La fabrication de masques LIGA haute résolution constitués d’une membrane transparente aux rayons X, basse énergie (diamant, Si3N4-SiO2 ou SiC) de quelques µm d’épaisseur maximum sur des ouvertures quelques cm2. Ces membranes doivent être suffisamment solides pour supporter les structures en or constituants les motifs absorbants et parfaitement planes pour assurer la résolution recherchée. Ces masques ne sont pas commerciaux et nécessitent l’utilisation de lithographies de précision pour la réalisation des structures et une électrocroissance d’or de quelques µm. Des collaborations dans le cadre du réseau Renatech (UMPhy-LAAS, D. Bourrier) ont été menées de 2014 à 2018 en utilisant un masqueur UV puis un stepper UV et ont permis de montrer la faisabilité et l’intérêt de ce procédé sur Si3N4-SiO2. A l’avenir la structuration des masques devra se faire par écriture électronique (résolution meilleure que 100 nm).

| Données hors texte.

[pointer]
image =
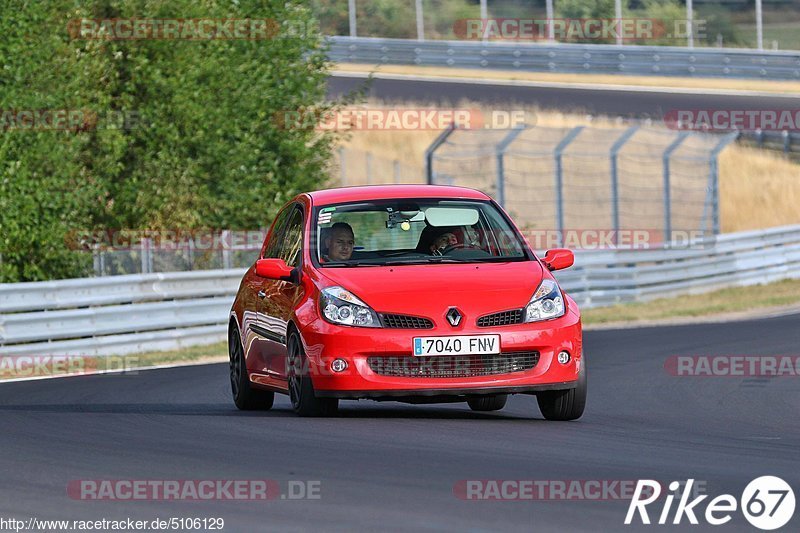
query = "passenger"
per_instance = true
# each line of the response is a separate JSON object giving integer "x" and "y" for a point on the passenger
{"x": 339, "y": 243}
{"x": 442, "y": 242}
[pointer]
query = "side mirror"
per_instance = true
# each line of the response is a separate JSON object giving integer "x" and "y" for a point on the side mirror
{"x": 558, "y": 258}
{"x": 274, "y": 269}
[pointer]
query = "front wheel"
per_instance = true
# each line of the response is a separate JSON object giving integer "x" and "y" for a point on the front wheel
{"x": 245, "y": 397}
{"x": 301, "y": 389}
{"x": 565, "y": 404}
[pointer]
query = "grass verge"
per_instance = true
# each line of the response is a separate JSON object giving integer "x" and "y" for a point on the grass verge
{"x": 721, "y": 302}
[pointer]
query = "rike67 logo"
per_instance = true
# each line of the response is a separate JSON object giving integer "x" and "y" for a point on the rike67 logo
{"x": 767, "y": 503}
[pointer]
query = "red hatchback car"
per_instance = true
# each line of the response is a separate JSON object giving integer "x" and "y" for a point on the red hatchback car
{"x": 412, "y": 293}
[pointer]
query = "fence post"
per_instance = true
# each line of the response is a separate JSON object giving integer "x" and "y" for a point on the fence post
{"x": 420, "y": 21}
{"x": 97, "y": 260}
{"x": 682, "y": 136}
{"x": 226, "y": 241}
{"x": 713, "y": 181}
{"x": 501, "y": 148}
{"x": 440, "y": 140}
{"x": 615, "y": 149}
{"x": 351, "y": 12}
{"x": 559, "y": 152}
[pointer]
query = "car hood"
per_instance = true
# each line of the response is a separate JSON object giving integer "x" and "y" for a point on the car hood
{"x": 430, "y": 290}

Les projets de recherche et de développement : l’activité LIGA au cour de ces dernières années s’est principalement articulée autour de deux thèmes majeurs : une activité de recherche dans le domaine des méta-matériaux diélectriques pour le Terahertz (THz) et une activité de développement technologique concernant la lithographie aux rayons X à SOLEIL.

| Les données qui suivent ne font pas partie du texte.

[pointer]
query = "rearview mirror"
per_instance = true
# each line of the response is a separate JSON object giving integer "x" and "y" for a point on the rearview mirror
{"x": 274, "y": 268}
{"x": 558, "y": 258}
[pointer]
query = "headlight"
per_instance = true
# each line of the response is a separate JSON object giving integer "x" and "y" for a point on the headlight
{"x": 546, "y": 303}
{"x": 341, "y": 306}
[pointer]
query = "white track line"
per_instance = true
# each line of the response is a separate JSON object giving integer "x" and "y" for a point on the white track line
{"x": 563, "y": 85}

* L’imagerie et la spectroscopie dans le domaine du THz possède un fort potentiel d’application dans le domaine médical et de la sécurité. Nous avons pour cela exploité les possibilités uniques offertes par les méta-matériaux (matériaux artificiels obtenus par structuration) afin d’obtenir des propriétés électromagnétiques inexistantes à l’état naturel. Au cours du projet TeraMetaDiel (ANR, 2013-2016), nous avions exploité la possibilité de générer dans un diélectrique une perméabilité et une permittivité effective résonnante, le choix du matériau avait été le SrTiO3 (STO). On a mis à profit cette expérience lors du projet TeraCerNuT (MITI, 2020 et 2021) puis le projet DisPoNT (ASTRID, 2022-25) et le choix s’est alors porté sur le TiO2, matériau présentant une moindre absorption dans le THz. La micro-fabrication avec le rayonnement synchrotron, est particulièrement adaptée compte tenu des contraintes imposées (tolérance, précision de positionnement, géométrie). Des moules en PMMA obtenus par la technologie LIGA avec des résolutions micrométriques (Photo de gauche) permettent d’effectuer du micro-moulage à partir de céramique en poudre (IRCER). L’usinage ICP (Induced Coupled Plasma) de substrats en quartz, en collaboration avec TRT, ont servi à faire des essais de frittage de poudre par méthode SPS (Spark Plasma Sintering) et par frittage classique (IRCER).

* L’intérêt des rayons X basse énergie (2-3,5 keV) gagnerait à se développer de manière importante mais ce domaine souffre à ce jour du manque de possibilités technologiques de sélectionner une énergie avec un flux de photons suffisant. En effet les réseaux VUV et les monocristaux (réflexion de Bragg) classiques sont inefficaces à ces énergies. La réalisation d’un réseau performant serait une première brique de base pour le développement dans ce domaine en particulier sur rayonnement synchrotron. Les deux difficultés majeures sont antinomiques : les dimensions du réseau dépendent des conditions d’éclairement (quelques cm sur rayonnement synchrotron) et les résolutions recherchées nécessitent des dimensionnements nanométriques des structures sur des champs millimétriques. De plus, la stabilité thermomécanique de ces optiques est également à prendre en considération, compte tenu des performances de mesure visées. Pour cette collaboration avec SOLEIL (P. Mercère) démarrée en 2018, l’idée était de lancer le développement d’un monochromateur constitué d’un réseau multicouches diffractif large bande sur la ligne METROLOGIE tout en pouvant avoir une application en lithographie X (duplication de masques…). Une série test de réseaux a été réalisée afin de voir les possibilités de pouvoir répondre à ces exigences par lithographie e-beam (collaboration TRT 2019 et 2020) suivi d’un test de croissance de cobalt par pulvérisation cathodique puis lift-off pour en vérifier la faisabilité (S. Collin). Suite à ces premiers résultats prometteurs pour un réseau à 2000 traits/mm avec du PMMA (Photo à gauche, zone de raccord de champ), nous avons décidé de pousser les limites de la lithographie électronique pour des réseaux avec des résolutions de 3000 et 4000 traits /mm sur des surfaces millimétriques.